# Anyone using evergrow led's



## garwood (Oct 27, 2012)

Hi I'm just wondering what settings people are using with the evergrow LED lights. i have the 32" it2080 full spec and have it mounted with the mounting arms it came with which puts it 6 1/2" above water.


----------



## george (Apr 11, 2009)

I have the same unit. I hooked it from the ceiling. It sits about 7" about the water however it is complemented by a 36" reefbrite 50/50 strip. I have them both over a 48" tank.


----------



## garwood (Oct 27, 2012)

what do you max out at and for how long. they seem pretty strong


----------



## koopie (Feb 9, 2014)

*re evergrows*

Hi, I have 2-24" ones on my 48" tank, and 8" off the top. I run mine on custom they slowly ramp up to 100% at about 1 to 5pm then they slowly come down. My corals have no problem at 100%. I just love the light.


----------



## garwood (Oct 27, 2012)

koopie said:


> Hi, I have 2-24" ones on my 48" tank, and 8" off the top. I run mine on custom they slowly ramp up to 100% at about 1 to 5pm then they slowly come down. My corals have no problem at 100%. I just love the light.


wow 100% ..... im maxxing out at 40b 15w right now and goin up 5% a week. only got a few zoas and 1 poor rescue hammer(= almost free hammer) right now


----------



## Octavian (Sep 30, 2009)

garwood said:


> Hi I'm just wondering what settings people are using with the evergrow LED lights. i have the 32" it2080 full spec and have it mounted with the mounting arms it came with which puts it 6 1/2" above water.

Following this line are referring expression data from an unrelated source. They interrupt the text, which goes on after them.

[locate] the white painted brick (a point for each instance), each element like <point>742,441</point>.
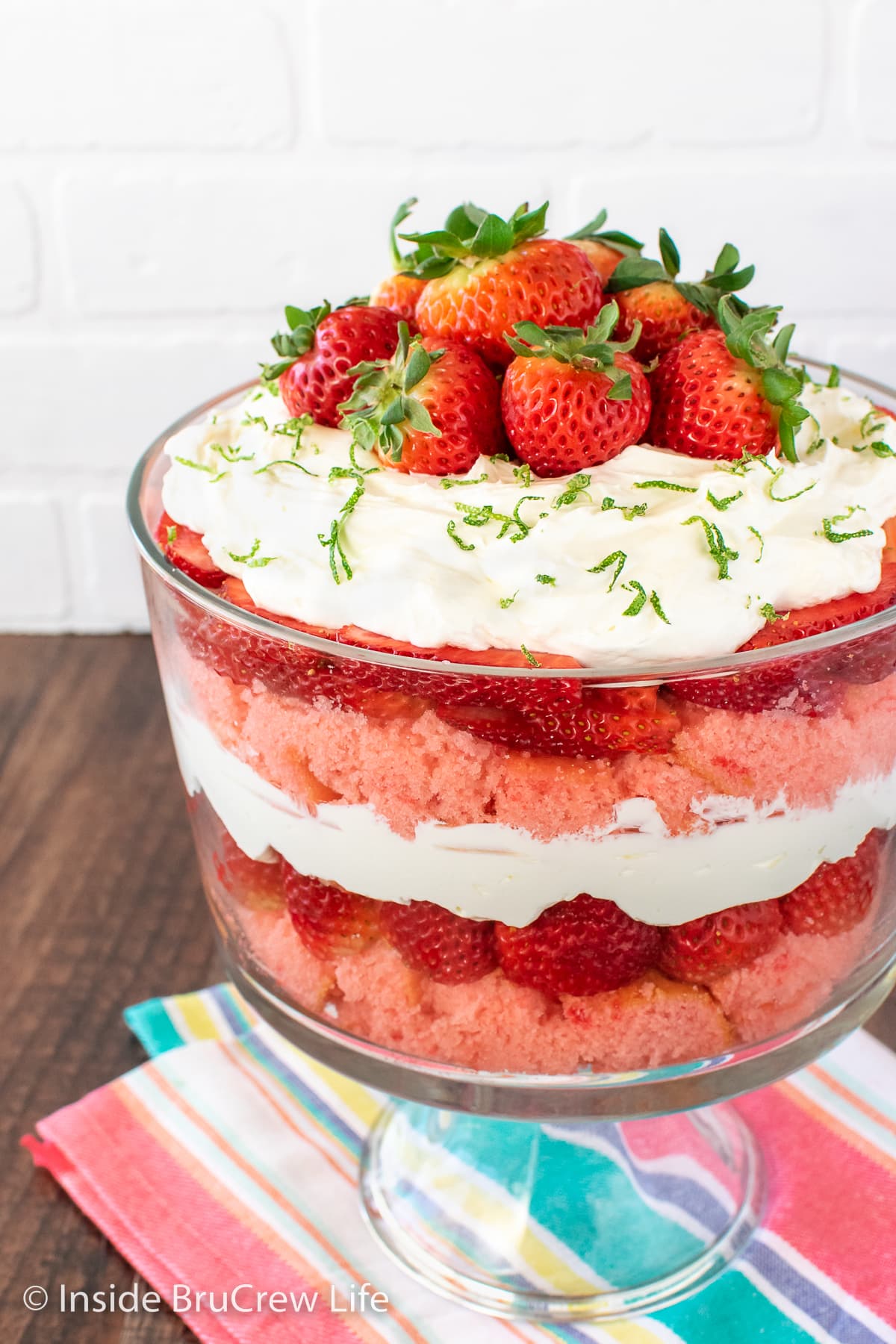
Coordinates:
<point>147,74</point>
<point>872,355</point>
<point>111,398</point>
<point>729,74</point>
<point>37,591</point>
<point>521,74</point>
<point>797,228</point>
<point>217,242</point>
<point>112,581</point>
<point>19,252</point>
<point>874,85</point>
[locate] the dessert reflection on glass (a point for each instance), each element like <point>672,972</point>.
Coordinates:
<point>417,815</point>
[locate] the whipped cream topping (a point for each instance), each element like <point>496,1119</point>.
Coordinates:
<point>625,566</point>
<point>494,871</point>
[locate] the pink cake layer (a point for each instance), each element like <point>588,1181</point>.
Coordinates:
<point>494,1024</point>
<point>415,768</point>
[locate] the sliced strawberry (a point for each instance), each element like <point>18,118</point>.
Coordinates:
<point>603,724</point>
<point>867,659</point>
<point>245,656</point>
<point>803,685</point>
<point>793,685</point>
<point>579,947</point>
<point>707,948</point>
<point>250,882</point>
<point>187,550</point>
<point>448,948</point>
<point>331,922</point>
<point>839,895</point>
<point>290,670</point>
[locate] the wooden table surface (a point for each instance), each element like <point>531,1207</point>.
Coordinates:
<point>101,907</point>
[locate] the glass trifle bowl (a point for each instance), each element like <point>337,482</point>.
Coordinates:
<point>561,957</point>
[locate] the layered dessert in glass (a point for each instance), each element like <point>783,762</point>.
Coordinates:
<point>554,754</point>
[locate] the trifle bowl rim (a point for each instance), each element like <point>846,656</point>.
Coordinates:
<point>640,1093</point>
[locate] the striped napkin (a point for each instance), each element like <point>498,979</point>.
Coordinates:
<point>231,1159</point>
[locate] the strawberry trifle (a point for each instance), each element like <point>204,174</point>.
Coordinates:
<point>528,769</point>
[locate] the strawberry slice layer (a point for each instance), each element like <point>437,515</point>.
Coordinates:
<point>187,551</point>
<point>448,948</point>
<point>605,724</point>
<point>839,895</point>
<point>581,947</point>
<point>354,685</point>
<point>808,683</point>
<point>250,882</point>
<point>331,922</point>
<point>703,949</point>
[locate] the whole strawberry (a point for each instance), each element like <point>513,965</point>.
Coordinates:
<point>320,349</point>
<point>723,393</point>
<point>605,248</point>
<point>650,293</point>
<point>432,409</point>
<point>487,273</point>
<point>581,947</point>
<point>573,398</point>
<point>401,290</point>
<point>703,949</point>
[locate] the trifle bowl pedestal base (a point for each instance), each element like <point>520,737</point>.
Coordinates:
<point>561,1222</point>
<point>563,1198</point>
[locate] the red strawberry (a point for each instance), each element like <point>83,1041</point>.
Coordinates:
<point>319,351</point>
<point>605,724</point>
<point>648,292</point>
<point>487,273</point>
<point>250,882</point>
<point>448,948</point>
<point>605,249</point>
<point>664,314</point>
<point>581,947</point>
<point>839,895</point>
<point>573,398</point>
<point>602,255</point>
<point>707,948</point>
<point>867,659</point>
<point>723,393</point>
<point>331,922</point>
<point>292,670</point>
<point>802,685</point>
<point>187,550</point>
<point>401,292</point>
<point>245,656</point>
<point>432,409</point>
<point>707,403</point>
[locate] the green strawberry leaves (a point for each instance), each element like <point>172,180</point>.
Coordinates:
<point>292,344</point>
<point>726,277</point>
<point>472,231</point>
<point>590,349</point>
<point>594,231</point>
<point>748,337</point>
<point>382,406</point>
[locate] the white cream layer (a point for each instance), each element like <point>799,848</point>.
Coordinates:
<point>494,871</point>
<point>413,582</point>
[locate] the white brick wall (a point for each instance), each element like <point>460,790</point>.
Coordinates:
<point>173,171</point>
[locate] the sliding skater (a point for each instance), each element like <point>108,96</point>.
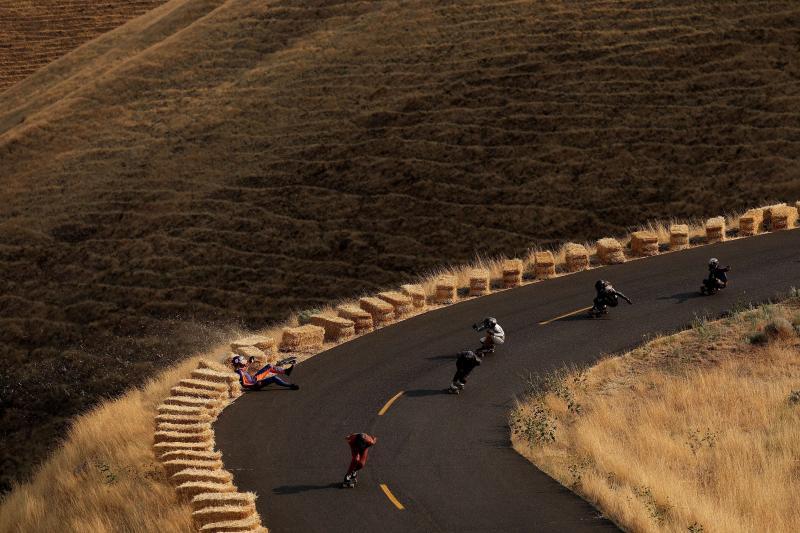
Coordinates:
<point>493,337</point>
<point>265,376</point>
<point>360,444</point>
<point>606,297</point>
<point>465,363</point>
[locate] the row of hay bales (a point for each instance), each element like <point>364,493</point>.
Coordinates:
<point>184,443</point>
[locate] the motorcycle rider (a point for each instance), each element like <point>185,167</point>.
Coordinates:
<point>494,335</point>
<point>606,297</point>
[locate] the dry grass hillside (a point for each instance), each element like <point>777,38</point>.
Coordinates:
<point>698,431</point>
<point>216,163</point>
<point>35,33</point>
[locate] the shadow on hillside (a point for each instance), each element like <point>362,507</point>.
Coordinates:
<point>284,490</point>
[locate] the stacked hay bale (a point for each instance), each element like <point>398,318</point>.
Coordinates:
<point>678,236</point>
<point>303,339</point>
<point>336,328</point>
<point>512,273</point>
<point>576,257</point>
<point>783,217</point>
<point>416,293</point>
<point>183,442</point>
<point>362,321</point>
<point>382,312</point>
<point>445,290</point>
<point>751,222</point>
<point>644,243</point>
<point>479,282</point>
<point>545,264</point>
<point>715,229</point>
<point>609,251</point>
<point>400,302</point>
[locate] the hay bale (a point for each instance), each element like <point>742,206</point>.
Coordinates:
<point>197,474</point>
<point>197,455</point>
<point>172,418</point>
<point>678,236</point>
<point>382,312</point>
<point>177,436</point>
<point>308,339</point>
<point>783,217</point>
<point>512,273</point>
<point>715,229</point>
<point>416,293</point>
<point>336,328</point>
<point>545,264</point>
<point>644,243</point>
<point>445,290</point>
<point>160,448</point>
<point>400,302</point>
<point>222,513</point>
<point>262,342</point>
<point>479,282</point>
<point>576,257</point>
<point>173,466</point>
<point>216,499</point>
<point>362,320</point>
<point>192,489</point>
<point>751,223</point>
<point>609,251</point>
<point>252,523</point>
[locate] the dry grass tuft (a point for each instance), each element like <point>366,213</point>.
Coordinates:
<point>697,431</point>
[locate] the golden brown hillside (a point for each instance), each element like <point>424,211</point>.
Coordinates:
<point>223,162</point>
<point>32,34</point>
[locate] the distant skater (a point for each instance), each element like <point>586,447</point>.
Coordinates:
<point>465,363</point>
<point>265,376</point>
<point>360,444</point>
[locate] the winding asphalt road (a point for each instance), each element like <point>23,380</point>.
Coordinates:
<point>445,458</point>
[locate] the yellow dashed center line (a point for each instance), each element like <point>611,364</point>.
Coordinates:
<point>545,322</point>
<point>389,403</point>
<point>391,497</point>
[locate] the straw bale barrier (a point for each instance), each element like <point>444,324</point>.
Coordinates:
<point>545,264</point>
<point>609,251</point>
<point>200,455</point>
<point>576,257</point>
<point>197,474</point>
<point>416,293</point>
<point>336,328</point>
<point>400,302</point>
<point>644,243</point>
<point>382,312</point>
<point>233,526</point>
<point>678,236</point>
<point>307,338</point>
<point>222,513</point>
<point>173,466</point>
<point>445,290</point>
<point>262,342</point>
<point>512,273</point>
<point>479,282</point>
<point>362,321</point>
<point>215,499</point>
<point>783,217</point>
<point>192,489</point>
<point>751,222</point>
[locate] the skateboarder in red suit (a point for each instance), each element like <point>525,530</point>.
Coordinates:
<point>359,449</point>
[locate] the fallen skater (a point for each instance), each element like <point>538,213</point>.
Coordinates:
<point>265,376</point>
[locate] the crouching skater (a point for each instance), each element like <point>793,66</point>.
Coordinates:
<point>265,376</point>
<point>360,444</point>
<point>465,363</point>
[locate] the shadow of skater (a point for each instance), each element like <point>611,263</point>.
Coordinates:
<point>681,297</point>
<point>297,489</point>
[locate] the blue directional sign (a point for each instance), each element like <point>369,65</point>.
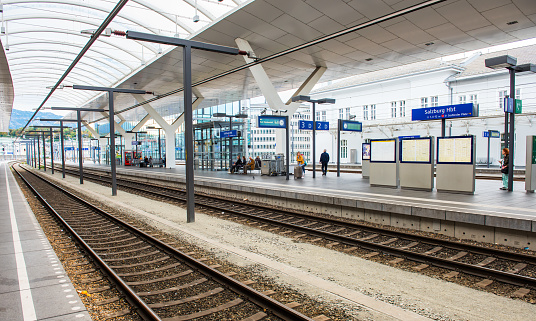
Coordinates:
<point>494,134</point>
<point>228,133</point>
<point>308,125</point>
<point>272,122</point>
<point>352,126</point>
<point>444,112</point>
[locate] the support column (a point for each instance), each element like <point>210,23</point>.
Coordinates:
<point>270,93</point>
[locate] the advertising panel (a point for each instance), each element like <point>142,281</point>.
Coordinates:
<point>455,150</point>
<point>383,151</point>
<point>416,150</point>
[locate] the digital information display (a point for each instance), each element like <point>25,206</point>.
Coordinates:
<point>365,151</point>
<point>444,112</point>
<point>308,125</point>
<point>351,126</point>
<point>228,133</point>
<point>272,122</point>
<point>416,150</point>
<point>383,151</point>
<point>455,150</point>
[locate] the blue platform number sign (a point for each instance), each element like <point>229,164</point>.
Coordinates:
<point>228,133</point>
<point>272,122</point>
<point>508,105</point>
<point>443,112</point>
<point>352,126</point>
<point>494,134</point>
<point>308,125</point>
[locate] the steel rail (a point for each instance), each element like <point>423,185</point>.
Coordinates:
<point>317,41</point>
<point>484,272</point>
<point>423,239</point>
<point>146,312</point>
<point>238,287</point>
<point>93,38</point>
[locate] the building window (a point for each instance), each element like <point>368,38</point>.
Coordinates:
<point>402,106</point>
<point>424,102</point>
<point>344,148</point>
<point>473,99</point>
<point>434,101</point>
<point>502,94</point>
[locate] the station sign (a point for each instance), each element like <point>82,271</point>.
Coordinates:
<point>272,122</point>
<point>308,125</point>
<point>512,105</point>
<point>228,133</point>
<point>351,126</point>
<point>444,112</point>
<point>494,134</point>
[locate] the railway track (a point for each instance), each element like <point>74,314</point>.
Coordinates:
<point>490,264</point>
<point>159,282</point>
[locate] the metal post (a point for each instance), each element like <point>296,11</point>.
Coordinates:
<point>489,138</point>
<point>80,156</point>
<point>159,147</point>
<point>511,132</point>
<point>188,133</point>
<point>62,149</point>
<point>230,141</point>
<point>338,148</point>
<point>38,151</point>
<point>44,152</point>
<point>287,136</point>
<point>113,161</point>
<point>314,139</point>
<point>52,150</point>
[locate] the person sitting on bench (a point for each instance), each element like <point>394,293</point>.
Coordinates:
<point>237,165</point>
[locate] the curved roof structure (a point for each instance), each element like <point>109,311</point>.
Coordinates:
<point>42,37</point>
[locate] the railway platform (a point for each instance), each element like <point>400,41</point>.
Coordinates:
<point>34,285</point>
<point>490,215</point>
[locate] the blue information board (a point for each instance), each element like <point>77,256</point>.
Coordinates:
<point>444,112</point>
<point>308,125</point>
<point>272,122</point>
<point>352,126</point>
<point>494,134</point>
<point>228,133</point>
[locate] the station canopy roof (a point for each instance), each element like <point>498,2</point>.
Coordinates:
<point>45,36</point>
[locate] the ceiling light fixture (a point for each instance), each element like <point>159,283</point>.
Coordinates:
<point>196,16</point>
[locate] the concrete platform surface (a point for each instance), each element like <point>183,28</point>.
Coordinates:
<point>34,285</point>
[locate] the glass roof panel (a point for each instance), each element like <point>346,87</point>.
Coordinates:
<point>43,37</point>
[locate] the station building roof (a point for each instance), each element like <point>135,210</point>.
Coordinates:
<point>45,35</point>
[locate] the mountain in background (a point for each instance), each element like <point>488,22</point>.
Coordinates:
<point>19,118</point>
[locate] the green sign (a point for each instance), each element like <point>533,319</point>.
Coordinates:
<point>534,149</point>
<point>518,106</point>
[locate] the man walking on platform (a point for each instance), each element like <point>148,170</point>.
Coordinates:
<point>324,160</point>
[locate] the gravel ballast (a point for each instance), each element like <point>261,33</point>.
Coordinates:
<point>370,290</point>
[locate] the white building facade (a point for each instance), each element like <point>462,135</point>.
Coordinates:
<point>383,101</point>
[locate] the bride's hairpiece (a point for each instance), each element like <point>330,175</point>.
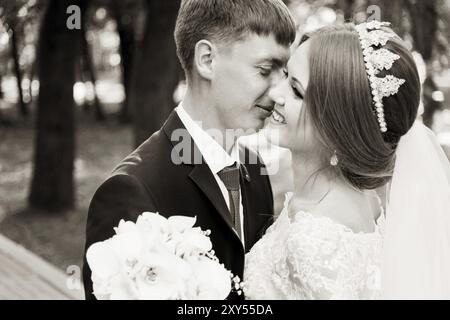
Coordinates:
<point>372,35</point>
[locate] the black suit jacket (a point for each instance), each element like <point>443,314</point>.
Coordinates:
<point>150,180</point>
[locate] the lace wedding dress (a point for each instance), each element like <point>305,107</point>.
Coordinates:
<point>304,256</point>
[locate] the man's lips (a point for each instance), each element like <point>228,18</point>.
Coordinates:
<point>269,109</point>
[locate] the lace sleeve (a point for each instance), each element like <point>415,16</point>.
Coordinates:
<point>326,260</point>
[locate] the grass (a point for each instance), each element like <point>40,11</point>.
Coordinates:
<point>57,237</point>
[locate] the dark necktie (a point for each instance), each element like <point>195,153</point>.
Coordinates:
<point>230,177</point>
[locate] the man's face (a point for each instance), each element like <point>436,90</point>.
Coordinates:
<point>244,73</point>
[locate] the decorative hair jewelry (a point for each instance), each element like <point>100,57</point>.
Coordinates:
<point>334,161</point>
<point>372,35</point>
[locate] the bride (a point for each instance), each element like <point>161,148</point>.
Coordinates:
<point>347,111</point>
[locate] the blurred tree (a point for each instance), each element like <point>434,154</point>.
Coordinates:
<point>88,67</point>
<point>12,15</point>
<point>125,13</point>
<point>52,186</point>
<point>424,19</point>
<point>155,70</point>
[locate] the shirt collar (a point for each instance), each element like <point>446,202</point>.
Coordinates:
<point>213,153</point>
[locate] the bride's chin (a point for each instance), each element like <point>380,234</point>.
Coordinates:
<point>275,135</point>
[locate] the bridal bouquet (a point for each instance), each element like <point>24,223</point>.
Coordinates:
<point>159,259</point>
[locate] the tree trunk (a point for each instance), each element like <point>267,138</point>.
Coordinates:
<point>424,17</point>
<point>52,186</point>
<point>126,30</point>
<point>424,32</point>
<point>23,109</point>
<point>89,69</point>
<point>391,11</point>
<point>126,36</point>
<point>155,70</point>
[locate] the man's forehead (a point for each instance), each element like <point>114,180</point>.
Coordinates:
<point>263,49</point>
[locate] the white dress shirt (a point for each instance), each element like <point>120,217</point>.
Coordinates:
<point>214,155</point>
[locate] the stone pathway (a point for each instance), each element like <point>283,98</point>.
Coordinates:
<point>25,276</point>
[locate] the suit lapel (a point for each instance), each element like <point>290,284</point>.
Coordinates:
<point>204,179</point>
<point>201,175</point>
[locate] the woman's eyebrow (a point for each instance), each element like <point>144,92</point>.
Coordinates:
<point>299,84</point>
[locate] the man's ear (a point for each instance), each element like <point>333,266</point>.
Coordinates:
<point>203,59</point>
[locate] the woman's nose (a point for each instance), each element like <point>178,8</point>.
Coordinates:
<point>276,93</point>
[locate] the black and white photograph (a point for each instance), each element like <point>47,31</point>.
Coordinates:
<point>225,150</point>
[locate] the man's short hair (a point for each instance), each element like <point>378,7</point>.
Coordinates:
<point>228,21</point>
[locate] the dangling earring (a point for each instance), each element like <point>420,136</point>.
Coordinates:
<point>334,160</point>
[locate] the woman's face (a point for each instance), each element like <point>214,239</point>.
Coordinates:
<point>290,126</point>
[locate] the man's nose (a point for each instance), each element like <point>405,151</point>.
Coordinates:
<point>277,94</point>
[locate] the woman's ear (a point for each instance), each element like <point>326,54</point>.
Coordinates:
<point>203,59</point>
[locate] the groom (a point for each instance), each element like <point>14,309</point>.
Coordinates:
<point>233,53</point>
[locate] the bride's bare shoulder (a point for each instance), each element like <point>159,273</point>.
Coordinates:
<point>356,210</point>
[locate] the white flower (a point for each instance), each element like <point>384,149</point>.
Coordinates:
<point>157,258</point>
<point>162,277</point>
<point>194,242</point>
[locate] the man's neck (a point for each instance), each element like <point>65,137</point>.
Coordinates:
<point>201,109</point>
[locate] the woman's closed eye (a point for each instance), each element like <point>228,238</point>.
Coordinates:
<point>297,92</point>
<point>265,71</point>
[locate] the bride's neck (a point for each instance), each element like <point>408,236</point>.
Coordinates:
<point>313,180</point>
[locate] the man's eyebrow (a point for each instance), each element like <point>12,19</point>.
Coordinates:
<point>274,61</point>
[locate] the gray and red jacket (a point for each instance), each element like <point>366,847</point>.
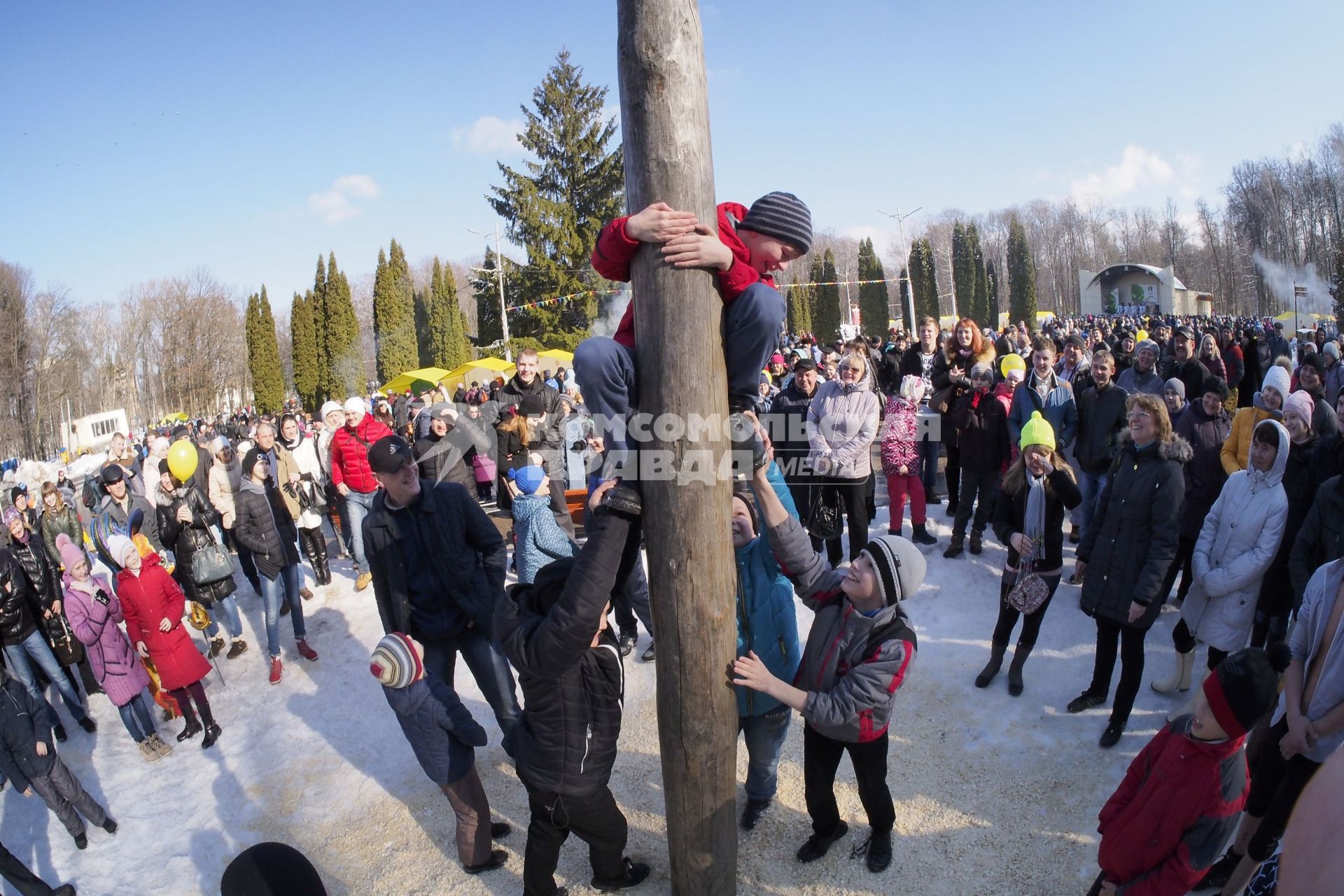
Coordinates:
<point>853,663</point>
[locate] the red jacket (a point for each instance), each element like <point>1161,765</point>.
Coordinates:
<point>146,601</point>
<point>615,250</point>
<point>1179,802</point>
<point>350,454</point>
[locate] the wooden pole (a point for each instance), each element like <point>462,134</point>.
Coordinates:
<point>666,130</point>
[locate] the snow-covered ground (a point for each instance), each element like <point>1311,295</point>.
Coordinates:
<point>993,794</point>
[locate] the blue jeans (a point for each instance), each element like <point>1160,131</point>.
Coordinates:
<point>136,716</point>
<point>17,657</point>
<point>358,504</point>
<point>233,622</point>
<point>765,735</point>
<point>1092,485</point>
<point>488,666</point>
<point>272,594</point>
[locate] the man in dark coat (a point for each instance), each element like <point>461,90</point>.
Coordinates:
<point>555,633</point>
<point>438,571</point>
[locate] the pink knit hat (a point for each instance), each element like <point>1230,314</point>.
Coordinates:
<point>1301,405</point>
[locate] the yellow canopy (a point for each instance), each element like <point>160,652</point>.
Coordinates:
<point>405,381</point>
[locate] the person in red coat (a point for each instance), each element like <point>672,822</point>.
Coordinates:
<point>153,606</point>
<point>1183,794</point>
<point>743,250</point>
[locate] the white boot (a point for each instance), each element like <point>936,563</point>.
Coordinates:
<point>1180,678</point>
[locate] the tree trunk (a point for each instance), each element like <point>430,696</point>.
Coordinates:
<point>666,127</point>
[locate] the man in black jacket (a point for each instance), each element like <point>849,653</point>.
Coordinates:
<point>438,573</point>
<point>555,633</point>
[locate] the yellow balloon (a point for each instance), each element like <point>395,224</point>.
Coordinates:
<point>182,460</point>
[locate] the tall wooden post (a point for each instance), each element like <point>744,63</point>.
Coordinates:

Where did you purchase yours?


----------



## garwood (Oct 27, 2012)

reefsupliescanada


----------



## Ryan_facc (Apr 26, 2016)

How high do you have them from the surface. I have 1x It5040, on 20g and I did some bleaching. (Might have cooked some xenia). I have lowered to maxout at about 50 on the whites and 60 on colors. I would really like to know what people are running the it50's at and am curious about the UV channel 6, i have heard of people keeping the Violet low under 20 but i like it at around 80 on this unit for the colour. I have 2 of the it5080's on a frag build i am doing but haven't added salt water yet, still playing around. I have an extra it5060 that is still in box that is up for grabs.


----------